Étant donné que les capitaux concessionnels constituent une ressource limitée, notamment lorsqu’il s’agit de financer des projets de transition énergétique, il est crucial d’établir des structures de financement appropriées, capables de mobiliser des capitaux à un stade précoce. Heureusement, cette rareté offre une opportunité unique de mobiliser la participation du secteur privé en tirant parti du capital philanthropique. Combler le fossé entre la philanthropie et l’investissement pourrait contribuer à promouvoir le développement de nouvelles technologies et de nouveaux modèles commerciaux sur le point d’être viables commercialement.

Les investisseurs philanthropiques capables de mobiliser des capitaux privés ont un rôle crucial à jouer dans la promotion de la transition énergétique en Asie du Sud-Est. Grâce à un financement mixte, ils pourraient contribuer à démontrer la viabilité des technologies, des entreprises et des projets émergents. Certes, cette approche dépasse le cadre conventionnel de la philanthropie. Mais en approuvant et en structurant des transactions qui attirent le financement du développement, les fonds philanthropiques pourraient catalyser les flux financiers privés.

Le Fonds pour les énergies propres de l’Asie du Sud-Est II (SEACEF II) est un exemple.
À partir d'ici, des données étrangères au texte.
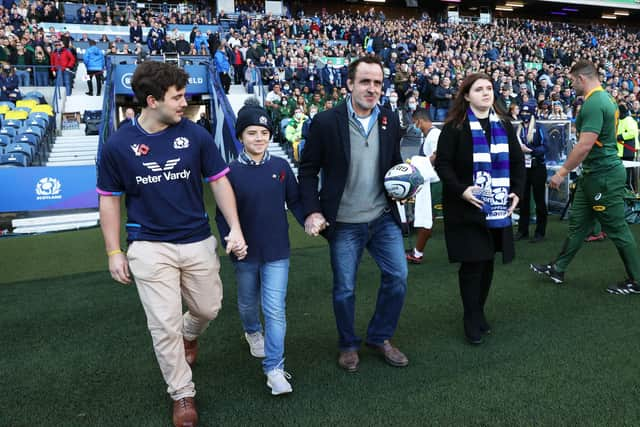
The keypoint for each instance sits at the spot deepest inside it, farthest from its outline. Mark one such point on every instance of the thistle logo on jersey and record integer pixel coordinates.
(166, 172)
(155, 167)
(180, 143)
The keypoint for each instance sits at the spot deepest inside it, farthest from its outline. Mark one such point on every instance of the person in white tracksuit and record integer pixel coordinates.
(423, 218)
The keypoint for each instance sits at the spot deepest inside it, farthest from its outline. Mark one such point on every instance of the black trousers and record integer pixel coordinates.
(474, 279)
(536, 182)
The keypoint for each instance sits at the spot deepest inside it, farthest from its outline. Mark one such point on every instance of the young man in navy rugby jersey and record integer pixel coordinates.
(263, 184)
(159, 163)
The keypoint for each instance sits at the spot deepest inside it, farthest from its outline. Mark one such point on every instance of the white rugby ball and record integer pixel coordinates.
(403, 181)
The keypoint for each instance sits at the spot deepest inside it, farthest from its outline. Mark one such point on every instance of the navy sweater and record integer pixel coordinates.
(261, 192)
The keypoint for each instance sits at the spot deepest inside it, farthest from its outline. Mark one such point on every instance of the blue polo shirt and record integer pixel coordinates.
(161, 175)
(261, 193)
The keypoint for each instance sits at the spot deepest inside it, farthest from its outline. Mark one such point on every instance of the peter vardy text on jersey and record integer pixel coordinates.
(168, 176)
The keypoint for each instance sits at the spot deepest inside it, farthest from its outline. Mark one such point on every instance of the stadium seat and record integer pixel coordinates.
(44, 108)
(34, 94)
(39, 115)
(35, 130)
(27, 138)
(5, 140)
(20, 147)
(13, 123)
(13, 159)
(17, 114)
(29, 103)
(8, 131)
(36, 121)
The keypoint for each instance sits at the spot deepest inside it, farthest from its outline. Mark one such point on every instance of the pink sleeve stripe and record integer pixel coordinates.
(108, 193)
(218, 175)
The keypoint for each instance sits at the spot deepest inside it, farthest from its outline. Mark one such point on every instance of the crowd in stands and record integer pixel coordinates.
(306, 57)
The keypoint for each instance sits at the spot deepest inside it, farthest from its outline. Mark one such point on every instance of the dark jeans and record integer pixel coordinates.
(536, 182)
(383, 239)
(474, 279)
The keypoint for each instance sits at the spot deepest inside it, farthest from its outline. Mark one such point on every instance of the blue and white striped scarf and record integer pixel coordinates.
(491, 169)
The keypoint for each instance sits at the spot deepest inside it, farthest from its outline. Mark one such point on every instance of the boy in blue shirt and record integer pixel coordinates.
(263, 184)
(159, 162)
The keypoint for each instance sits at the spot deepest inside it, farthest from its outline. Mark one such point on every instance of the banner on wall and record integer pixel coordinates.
(48, 188)
(198, 79)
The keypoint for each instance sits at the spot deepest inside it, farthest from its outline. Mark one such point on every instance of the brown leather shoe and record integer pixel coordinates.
(349, 360)
(190, 351)
(184, 412)
(392, 355)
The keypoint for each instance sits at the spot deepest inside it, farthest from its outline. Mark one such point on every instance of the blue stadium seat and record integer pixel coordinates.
(34, 94)
(20, 147)
(35, 130)
(39, 115)
(8, 131)
(28, 138)
(14, 123)
(5, 140)
(13, 159)
(36, 121)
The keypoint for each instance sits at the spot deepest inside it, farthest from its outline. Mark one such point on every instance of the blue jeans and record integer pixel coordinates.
(267, 282)
(63, 77)
(383, 239)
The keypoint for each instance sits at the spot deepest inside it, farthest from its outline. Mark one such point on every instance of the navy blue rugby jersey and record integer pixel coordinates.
(161, 175)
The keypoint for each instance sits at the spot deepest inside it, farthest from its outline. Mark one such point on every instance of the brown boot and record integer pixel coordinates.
(190, 351)
(349, 360)
(184, 412)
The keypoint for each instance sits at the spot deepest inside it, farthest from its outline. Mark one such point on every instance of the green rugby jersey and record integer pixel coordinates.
(599, 114)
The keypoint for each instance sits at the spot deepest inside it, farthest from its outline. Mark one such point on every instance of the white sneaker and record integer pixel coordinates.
(256, 343)
(277, 381)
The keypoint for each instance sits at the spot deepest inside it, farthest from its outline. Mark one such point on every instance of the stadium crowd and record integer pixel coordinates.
(303, 59)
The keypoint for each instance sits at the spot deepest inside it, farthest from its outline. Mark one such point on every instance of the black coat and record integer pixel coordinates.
(466, 233)
(328, 148)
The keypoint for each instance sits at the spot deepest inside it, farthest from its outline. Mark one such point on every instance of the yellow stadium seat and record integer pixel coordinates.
(43, 108)
(16, 115)
(30, 103)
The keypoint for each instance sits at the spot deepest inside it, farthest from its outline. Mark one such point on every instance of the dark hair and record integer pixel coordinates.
(458, 111)
(421, 114)
(585, 68)
(155, 78)
(351, 71)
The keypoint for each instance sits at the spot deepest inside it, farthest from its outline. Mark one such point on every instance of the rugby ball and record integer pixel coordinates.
(403, 181)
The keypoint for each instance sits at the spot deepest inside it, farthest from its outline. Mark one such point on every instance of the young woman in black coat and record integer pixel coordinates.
(481, 166)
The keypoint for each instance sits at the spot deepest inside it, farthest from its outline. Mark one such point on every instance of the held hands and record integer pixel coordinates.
(469, 196)
(315, 223)
(514, 202)
(119, 268)
(236, 244)
(556, 181)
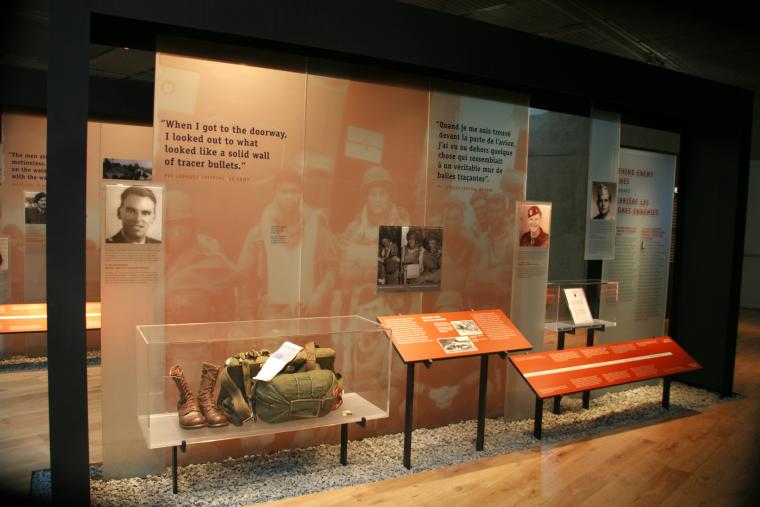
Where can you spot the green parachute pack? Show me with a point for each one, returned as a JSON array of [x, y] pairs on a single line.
[[306, 387]]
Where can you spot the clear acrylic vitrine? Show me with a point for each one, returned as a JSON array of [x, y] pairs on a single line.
[[602, 297], [363, 358]]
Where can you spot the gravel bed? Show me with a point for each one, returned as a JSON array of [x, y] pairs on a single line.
[[30, 363], [254, 479]]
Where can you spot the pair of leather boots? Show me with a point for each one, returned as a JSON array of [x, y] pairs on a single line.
[[201, 411]]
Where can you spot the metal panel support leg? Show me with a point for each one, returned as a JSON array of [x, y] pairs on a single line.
[[560, 346], [408, 415], [666, 392], [174, 470], [344, 444], [538, 416], [479, 440], [589, 343]]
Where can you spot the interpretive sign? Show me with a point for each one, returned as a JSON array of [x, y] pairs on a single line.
[[578, 306], [570, 371], [432, 336]]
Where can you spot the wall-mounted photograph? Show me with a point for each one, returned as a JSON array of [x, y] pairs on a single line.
[[124, 169], [603, 200], [35, 207], [133, 214], [535, 225]]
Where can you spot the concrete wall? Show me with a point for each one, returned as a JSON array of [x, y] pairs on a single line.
[[557, 172]]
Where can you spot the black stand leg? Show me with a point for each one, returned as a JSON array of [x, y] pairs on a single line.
[[344, 444], [174, 470], [589, 343], [560, 346], [538, 416], [409, 412], [479, 440], [666, 392], [183, 448]]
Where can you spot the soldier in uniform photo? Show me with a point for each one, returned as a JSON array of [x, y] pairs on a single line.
[[37, 214], [603, 202], [137, 213], [535, 236], [411, 256]]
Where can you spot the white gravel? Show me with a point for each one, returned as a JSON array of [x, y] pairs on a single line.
[[253, 479]]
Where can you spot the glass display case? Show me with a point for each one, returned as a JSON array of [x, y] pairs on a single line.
[[362, 358], [565, 311]]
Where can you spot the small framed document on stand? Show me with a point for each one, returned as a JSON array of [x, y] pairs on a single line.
[[576, 302]]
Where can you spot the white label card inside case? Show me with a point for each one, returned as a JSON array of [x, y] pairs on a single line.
[[576, 302], [277, 361]]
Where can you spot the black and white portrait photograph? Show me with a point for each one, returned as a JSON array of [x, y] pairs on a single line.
[[466, 327], [389, 274], [133, 214], [456, 345], [603, 197], [124, 169], [422, 257], [535, 224], [35, 207]]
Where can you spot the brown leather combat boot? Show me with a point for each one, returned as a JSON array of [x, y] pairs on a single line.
[[214, 416], [188, 409]]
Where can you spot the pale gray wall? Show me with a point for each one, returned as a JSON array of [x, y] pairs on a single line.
[[557, 172]]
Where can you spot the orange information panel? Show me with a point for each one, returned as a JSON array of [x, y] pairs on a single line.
[[431, 336], [574, 370], [30, 318]]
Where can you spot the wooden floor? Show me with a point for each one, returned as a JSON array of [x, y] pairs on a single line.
[[709, 459]]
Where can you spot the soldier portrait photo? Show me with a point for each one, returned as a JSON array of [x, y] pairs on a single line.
[[133, 214], [534, 225], [603, 200], [35, 207]]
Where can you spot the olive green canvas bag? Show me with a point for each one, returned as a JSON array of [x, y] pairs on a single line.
[[306, 387]]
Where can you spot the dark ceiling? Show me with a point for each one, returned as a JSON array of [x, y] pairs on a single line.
[[717, 43]]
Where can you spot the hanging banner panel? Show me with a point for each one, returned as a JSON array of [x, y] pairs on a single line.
[[642, 244]]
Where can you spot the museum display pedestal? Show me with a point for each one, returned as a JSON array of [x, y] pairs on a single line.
[[577, 305], [362, 358]]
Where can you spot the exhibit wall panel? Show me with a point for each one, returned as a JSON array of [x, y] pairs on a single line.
[[24, 177], [277, 181], [642, 261], [558, 161]]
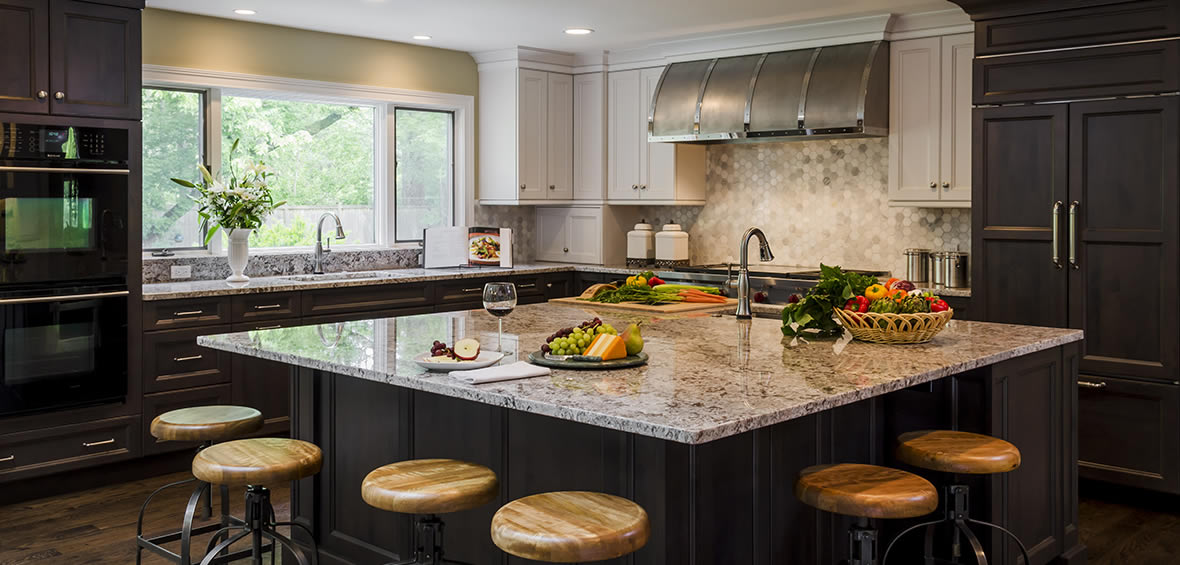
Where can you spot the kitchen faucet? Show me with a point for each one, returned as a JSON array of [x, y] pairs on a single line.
[[764, 251], [319, 241]]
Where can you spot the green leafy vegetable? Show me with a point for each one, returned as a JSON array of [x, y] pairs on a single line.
[[814, 310]]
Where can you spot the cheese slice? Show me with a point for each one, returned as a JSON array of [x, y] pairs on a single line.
[[608, 347]]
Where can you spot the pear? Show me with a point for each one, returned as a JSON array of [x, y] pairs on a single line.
[[633, 340]]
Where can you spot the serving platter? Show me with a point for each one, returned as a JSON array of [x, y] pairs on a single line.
[[538, 357]]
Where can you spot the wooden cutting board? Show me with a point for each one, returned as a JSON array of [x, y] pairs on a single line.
[[673, 308]]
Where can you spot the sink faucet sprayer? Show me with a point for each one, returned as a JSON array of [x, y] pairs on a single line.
[[764, 251], [319, 241]]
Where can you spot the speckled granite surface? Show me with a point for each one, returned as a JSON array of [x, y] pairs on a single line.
[[709, 376], [194, 289]]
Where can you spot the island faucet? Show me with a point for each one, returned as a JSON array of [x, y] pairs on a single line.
[[764, 251], [319, 241]]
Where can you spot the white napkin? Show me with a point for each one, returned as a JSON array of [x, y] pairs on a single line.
[[519, 369]]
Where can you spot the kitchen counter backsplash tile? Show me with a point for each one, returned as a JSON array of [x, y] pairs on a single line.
[[214, 268], [824, 201]]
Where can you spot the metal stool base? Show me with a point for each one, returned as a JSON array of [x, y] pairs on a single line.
[[260, 525], [957, 516], [428, 544]]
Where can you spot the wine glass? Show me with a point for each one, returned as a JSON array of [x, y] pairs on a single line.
[[499, 300]]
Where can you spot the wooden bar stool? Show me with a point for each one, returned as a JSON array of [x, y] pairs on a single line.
[[957, 453], [570, 527], [205, 425], [865, 492], [254, 464], [428, 487]]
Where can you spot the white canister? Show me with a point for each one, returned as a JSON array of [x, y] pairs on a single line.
[[672, 247], [641, 245]]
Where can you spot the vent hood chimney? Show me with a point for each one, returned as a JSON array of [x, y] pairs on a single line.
[[819, 93]]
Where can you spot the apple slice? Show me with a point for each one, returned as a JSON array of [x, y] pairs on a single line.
[[466, 349]]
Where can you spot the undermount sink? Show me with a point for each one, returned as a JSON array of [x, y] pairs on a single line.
[[338, 276]]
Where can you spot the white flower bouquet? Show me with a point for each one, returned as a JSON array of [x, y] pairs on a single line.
[[242, 203]]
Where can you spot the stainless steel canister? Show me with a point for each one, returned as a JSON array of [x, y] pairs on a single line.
[[957, 270], [917, 265], [938, 269]]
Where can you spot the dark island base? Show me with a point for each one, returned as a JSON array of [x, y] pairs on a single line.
[[728, 501]]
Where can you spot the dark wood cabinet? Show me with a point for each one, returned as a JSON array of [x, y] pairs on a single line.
[[96, 63], [24, 56], [1122, 235], [1020, 162], [71, 58], [1127, 432]]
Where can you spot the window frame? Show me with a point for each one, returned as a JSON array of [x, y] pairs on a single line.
[[384, 100], [204, 155], [393, 169]]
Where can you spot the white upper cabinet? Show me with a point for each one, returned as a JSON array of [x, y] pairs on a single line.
[[525, 136], [930, 122], [641, 172], [589, 137]]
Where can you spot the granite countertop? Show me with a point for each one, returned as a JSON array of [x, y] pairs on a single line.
[[194, 289], [709, 376]]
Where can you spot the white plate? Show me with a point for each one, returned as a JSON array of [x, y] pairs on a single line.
[[485, 359]]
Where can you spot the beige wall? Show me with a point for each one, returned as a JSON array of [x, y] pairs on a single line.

En décembre, la Global Energy Alliance for People and Planet a investi 10 millions de dollars dans SACEF II, prenant une participation junior et acceptant de couvrir les premières pertes. Avec 127 millions de dollars d’engagements, il s’agit du premier fonds d’investissement mixte dédié à la fourniture de capitaux de démarrage à haut risque aux startups du secteur des énergies propres en Asie du Sud-Est. Son approche innovante met en évidence le rôle potentiel d’un financement catalytique et tolérant au risque pour faire progresser une transition inclusive vers zéro émission nette.

Combler le déficit de financement climatique est crucial pour atteindre zéro émission nette et limiter le réchauffement climatique à 1,5° Celsius au-dessus des niveaux préindustriels. Une récente Rapport McKinsey estime que les pays en développement devront investir environ 2 000 milliards de dollars par an d’ici 2030 pour atteindre leurs objectifs climatiques. En adoptant une approche d’investissement radicalement collaborative, les fonds philanthropiques, les gouvernements, les institutions financières et les investisseurs privés pourraient favoriser une transition équitable et économiquement viable vers une énergie propre – en Asie du Sud-Est et dans le monde entier.